第138章 千里の道も一歩から<参>
宇髄邸を出た汐が向かっているのは、無一郎のいる時透邸。
「あっ、汐!久しぶり!」
着くなり笑顔で出迎えてくれた無一郎に、汐は表情を固まらせた。
「何だかいろいろあったって噂で聞いたけど、大丈夫?」
「え、ええ。大丈夫よ。心配してくれてありがとう」
にこやかな笑顔で言う無一郎に、汐はぎこちなく笑いながら答えた。
記憶が戻り、本来の優しい性格を取り戻したのだが、以前の無一郎を知っている汐はその変貌に未だに慣れなかったのだ。

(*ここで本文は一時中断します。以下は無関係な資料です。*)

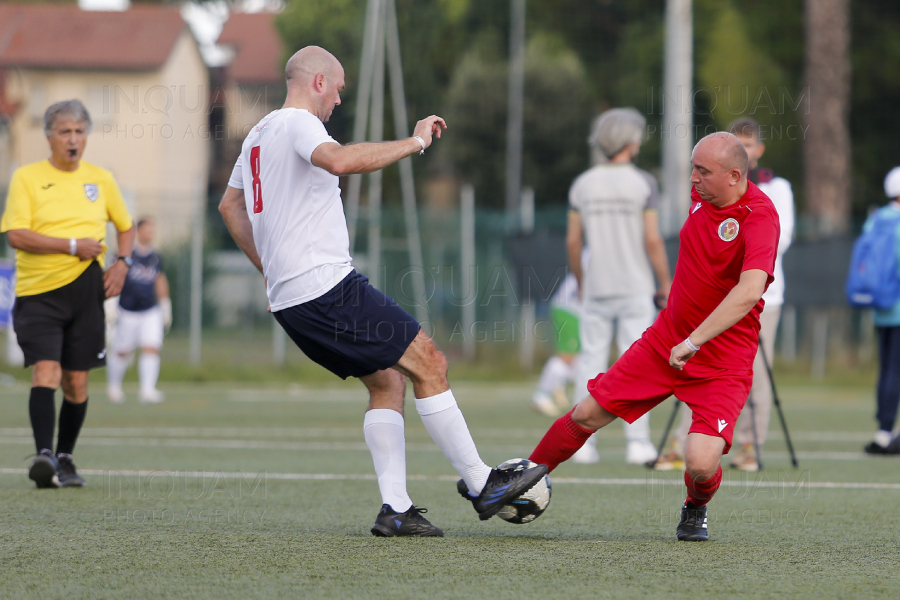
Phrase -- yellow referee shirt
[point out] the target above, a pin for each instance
(60, 204)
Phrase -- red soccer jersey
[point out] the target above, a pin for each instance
(717, 245)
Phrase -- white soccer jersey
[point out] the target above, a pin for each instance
(299, 228)
(782, 196)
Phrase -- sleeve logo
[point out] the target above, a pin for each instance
(92, 191)
(728, 229)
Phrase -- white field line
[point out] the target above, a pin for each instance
(320, 432)
(800, 484)
(214, 444)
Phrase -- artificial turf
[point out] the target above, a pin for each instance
(229, 492)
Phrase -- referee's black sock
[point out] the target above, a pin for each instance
(43, 416)
(71, 416)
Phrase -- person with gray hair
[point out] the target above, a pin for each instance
(56, 215)
(613, 210)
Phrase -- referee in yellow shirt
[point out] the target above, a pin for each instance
(55, 218)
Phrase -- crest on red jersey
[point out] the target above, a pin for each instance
(728, 229)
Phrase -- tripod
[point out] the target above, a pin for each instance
(752, 406)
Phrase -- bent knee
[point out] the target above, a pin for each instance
(701, 470)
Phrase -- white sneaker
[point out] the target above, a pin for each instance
(640, 453)
(587, 454)
(153, 396)
(114, 394)
(543, 404)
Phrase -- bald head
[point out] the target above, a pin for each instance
(720, 169)
(309, 62)
(315, 79)
(727, 150)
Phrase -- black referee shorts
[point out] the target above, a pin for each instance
(353, 330)
(65, 325)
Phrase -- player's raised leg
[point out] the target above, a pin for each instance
(702, 476)
(488, 489)
(383, 430)
(569, 433)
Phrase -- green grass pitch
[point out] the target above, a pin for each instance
(227, 491)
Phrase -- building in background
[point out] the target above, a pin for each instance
(140, 74)
(250, 86)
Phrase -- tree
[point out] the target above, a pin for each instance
(827, 143)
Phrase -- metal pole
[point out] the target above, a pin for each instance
(376, 134)
(514, 133)
(529, 318)
(279, 344)
(407, 183)
(197, 279)
(373, 12)
(469, 270)
(677, 123)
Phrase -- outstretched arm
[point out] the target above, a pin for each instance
(739, 301)
(234, 212)
(368, 157)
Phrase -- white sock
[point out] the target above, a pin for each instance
(447, 426)
(148, 370)
(115, 369)
(383, 429)
(554, 375)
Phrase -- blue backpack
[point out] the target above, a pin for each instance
(873, 281)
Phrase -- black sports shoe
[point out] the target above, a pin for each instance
(68, 477)
(390, 523)
(500, 489)
(43, 470)
(874, 448)
(692, 527)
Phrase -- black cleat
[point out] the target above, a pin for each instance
(500, 489)
(43, 470)
(68, 477)
(390, 523)
(875, 448)
(692, 527)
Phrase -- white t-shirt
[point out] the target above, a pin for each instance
(611, 199)
(779, 191)
(295, 208)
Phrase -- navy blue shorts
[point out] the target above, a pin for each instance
(353, 330)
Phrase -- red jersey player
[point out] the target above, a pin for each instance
(702, 345)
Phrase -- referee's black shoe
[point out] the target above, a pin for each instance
(501, 488)
(390, 523)
(68, 477)
(692, 527)
(43, 470)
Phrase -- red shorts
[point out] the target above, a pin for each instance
(642, 378)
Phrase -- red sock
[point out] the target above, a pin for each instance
(701, 492)
(561, 441)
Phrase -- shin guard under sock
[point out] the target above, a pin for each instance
(561, 441)
(71, 417)
(43, 417)
(701, 492)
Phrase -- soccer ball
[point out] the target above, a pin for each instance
(530, 505)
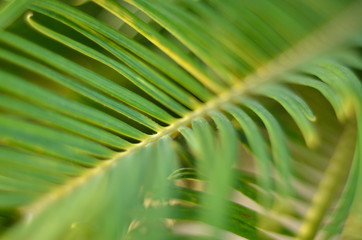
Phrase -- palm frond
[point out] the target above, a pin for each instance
(214, 120)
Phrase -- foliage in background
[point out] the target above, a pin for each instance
(180, 119)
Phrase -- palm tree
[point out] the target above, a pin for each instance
(180, 119)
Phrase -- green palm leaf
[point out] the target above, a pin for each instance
(190, 120)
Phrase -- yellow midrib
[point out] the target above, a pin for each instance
(335, 32)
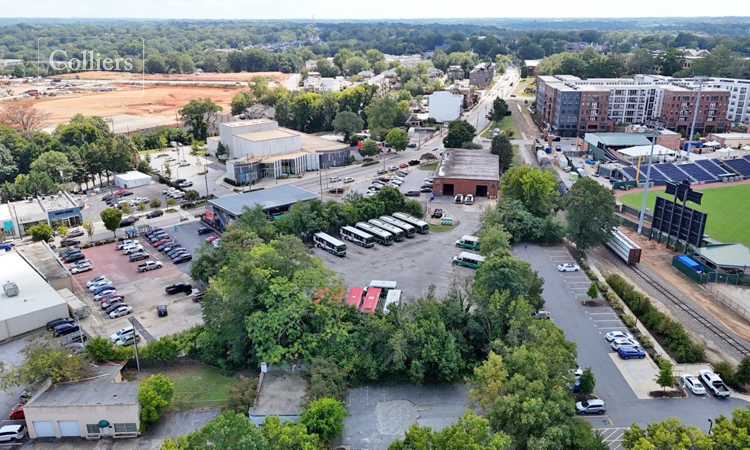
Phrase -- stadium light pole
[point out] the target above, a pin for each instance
(645, 188)
(700, 81)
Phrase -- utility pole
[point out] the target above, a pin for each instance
(700, 81)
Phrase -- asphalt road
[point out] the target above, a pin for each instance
(580, 326)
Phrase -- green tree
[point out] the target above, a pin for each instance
(459, 134)
(369, 148)
(591, 215)
(111, 218)
(155, 395)
(397, 139)
(588, 382)
(348, 123)
(88, 227)
(41, 232)
(502, 147)
(288, 435)
(324, 417)
(536, 189)
(665, 378)
(197, 114)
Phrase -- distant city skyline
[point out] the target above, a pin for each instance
(384, 9)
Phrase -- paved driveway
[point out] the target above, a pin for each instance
(586, 326)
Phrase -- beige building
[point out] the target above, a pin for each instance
(102, 406)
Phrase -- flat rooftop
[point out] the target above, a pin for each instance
(270, 198)
(34, 294)
(469, 164)
(282, 393)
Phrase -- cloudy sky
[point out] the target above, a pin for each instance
(366, 10)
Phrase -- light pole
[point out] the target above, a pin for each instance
(645, 188)
(700, 81)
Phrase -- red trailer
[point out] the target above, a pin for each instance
(355, 297)
(372, 297)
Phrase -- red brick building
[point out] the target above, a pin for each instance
(467, 171)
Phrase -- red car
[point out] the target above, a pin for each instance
(17, 412)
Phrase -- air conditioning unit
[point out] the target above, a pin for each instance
(11, 289)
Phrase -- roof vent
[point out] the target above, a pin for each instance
(11, 289)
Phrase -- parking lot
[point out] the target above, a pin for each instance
(622, 384)
(142, 291)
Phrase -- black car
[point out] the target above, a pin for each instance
(183, 258)
(179, 287)
(74, 257)
(53, 323)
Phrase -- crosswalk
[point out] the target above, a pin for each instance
(612, 436)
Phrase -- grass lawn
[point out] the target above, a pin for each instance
(506, 125)
(728, 214)
(199, 387)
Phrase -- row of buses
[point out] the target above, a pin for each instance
(377, 295)
(384, 230)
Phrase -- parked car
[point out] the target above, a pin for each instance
(568, 267)
(631, 352)
(612, 335)
(10, 433)
(594, 406)
(179, 287)
(16, 413)
(121, 311)
(75, 233)
(80, 268)
(65, 328)
(149, 265)
(53, 323)
(618, 343)
(138, 256)
(182, 259)
(693, 384)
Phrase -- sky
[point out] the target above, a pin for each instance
(367, 10)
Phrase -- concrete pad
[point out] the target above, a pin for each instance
(640, 374)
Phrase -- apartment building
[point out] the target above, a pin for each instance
(600, 104)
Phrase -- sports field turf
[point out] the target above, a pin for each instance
(728, 210)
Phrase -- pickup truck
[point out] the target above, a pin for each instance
(149, 265)
(714, 383)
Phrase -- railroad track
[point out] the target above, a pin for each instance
(694, 313)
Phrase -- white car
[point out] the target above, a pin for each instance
(617, 343)
(121, 311)
(612, 335)
(693, 384)
(80, 268)
(568, 267)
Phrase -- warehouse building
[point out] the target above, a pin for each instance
(222, 211)
(467, 171)
(101, 406)
(27, 302)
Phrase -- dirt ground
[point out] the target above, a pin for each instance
(240, 76)
(657, 259)
(157, 100)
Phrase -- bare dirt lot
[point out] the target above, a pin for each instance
(151, 101)
(123, 76)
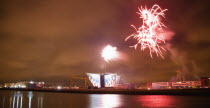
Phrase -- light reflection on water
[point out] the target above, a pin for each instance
(25, 99)
(105, 101)
(157, 101)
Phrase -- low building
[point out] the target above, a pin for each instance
(101, 80)
(205, 83)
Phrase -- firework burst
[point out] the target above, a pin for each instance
(149, 35)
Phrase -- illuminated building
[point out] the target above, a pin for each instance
(24, 84)
(179, 84)
(101, 80)
(205, 82)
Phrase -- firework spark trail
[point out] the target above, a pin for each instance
(149, 35)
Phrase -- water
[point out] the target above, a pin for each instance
(25, 99)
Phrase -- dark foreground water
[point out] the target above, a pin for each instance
(25, 99)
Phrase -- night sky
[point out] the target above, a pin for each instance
(57, 39)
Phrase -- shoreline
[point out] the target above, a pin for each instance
(181, 92)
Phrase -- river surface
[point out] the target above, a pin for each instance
(28, 99)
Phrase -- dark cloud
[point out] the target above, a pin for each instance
(57, 39)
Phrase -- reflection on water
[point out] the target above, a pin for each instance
(105, 101)
(15, 100)
(25, 99)
(157, 101)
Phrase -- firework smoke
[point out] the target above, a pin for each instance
(109, 53)
(149, 35)
(186, 67)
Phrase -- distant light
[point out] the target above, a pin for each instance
(59, 87)
(31, 82)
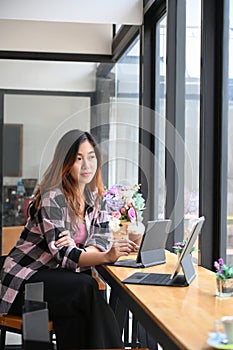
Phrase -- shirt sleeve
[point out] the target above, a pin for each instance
(53, 220)
(100, 233)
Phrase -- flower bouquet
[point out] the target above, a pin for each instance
(125, 205)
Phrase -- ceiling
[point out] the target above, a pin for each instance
(59, 26)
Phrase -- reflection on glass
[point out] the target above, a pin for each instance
(124, 120)
(192, 111)
(160, 103)
(230, 145)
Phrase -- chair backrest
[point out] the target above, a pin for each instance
(2, 260)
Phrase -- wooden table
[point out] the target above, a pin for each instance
(176, 317)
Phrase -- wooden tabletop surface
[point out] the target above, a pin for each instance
(186, 314)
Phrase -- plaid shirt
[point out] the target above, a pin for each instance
(36, 249)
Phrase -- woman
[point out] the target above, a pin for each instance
(65, 234)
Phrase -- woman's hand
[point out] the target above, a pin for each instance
(121, 247)
(65, 240)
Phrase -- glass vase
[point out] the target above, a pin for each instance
(122, 233)
(224, 288)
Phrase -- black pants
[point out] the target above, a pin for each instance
(82, 318)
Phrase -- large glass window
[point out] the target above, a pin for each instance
(160, 103)
(192, 111)
(230, 142)
(124, 120)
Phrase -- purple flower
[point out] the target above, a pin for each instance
(221, 261)
(113, 190)
(132, 214)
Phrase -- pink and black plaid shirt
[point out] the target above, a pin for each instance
(36, 248)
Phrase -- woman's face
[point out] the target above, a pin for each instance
(84, 168)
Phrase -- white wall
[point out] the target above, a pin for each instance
(44, 119)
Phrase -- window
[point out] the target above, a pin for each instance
(192, 111)
(160, 104)
(124, 120)
(230, 142)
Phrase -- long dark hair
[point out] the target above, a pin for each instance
(58, 173)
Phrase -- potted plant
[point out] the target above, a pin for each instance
(224, 278)
(125, 206)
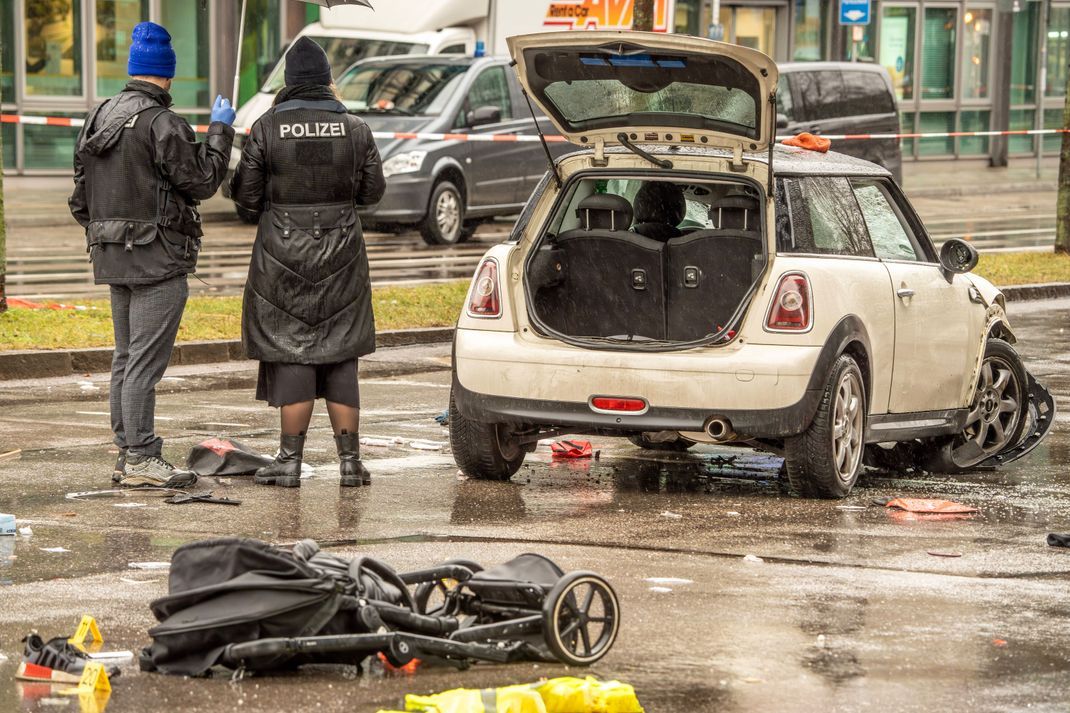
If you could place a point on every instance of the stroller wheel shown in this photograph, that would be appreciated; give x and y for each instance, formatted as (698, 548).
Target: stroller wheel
(580, 618)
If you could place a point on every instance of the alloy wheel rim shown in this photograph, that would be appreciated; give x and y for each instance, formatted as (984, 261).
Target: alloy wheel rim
(996, 408)
(447, 214)
(847, 426)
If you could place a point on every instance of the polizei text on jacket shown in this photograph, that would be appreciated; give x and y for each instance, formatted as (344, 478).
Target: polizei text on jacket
(312, 130)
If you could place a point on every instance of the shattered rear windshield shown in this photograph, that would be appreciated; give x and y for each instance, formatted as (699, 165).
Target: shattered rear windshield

(記憶が戻る前は腹立つ奴って思ってたけど、これはこれでちょっと難しいかも)
汐は稽古をつけられていないのにもかかわらず、何故かどっと疲れるのだった。
汐が稽古場へ行くと、打ち込み台にひたすら稽古をしている隊士達がいた。
皆長い間いるのか、顔に覇気がない。
辺りを見回しても、見知った顔は一人もいなかった。
「荷物を置いたらすぐに来て。詳細を説明するから」
無一郎に言われ、汐はすぐに荷物を指定の場所に置きに行った。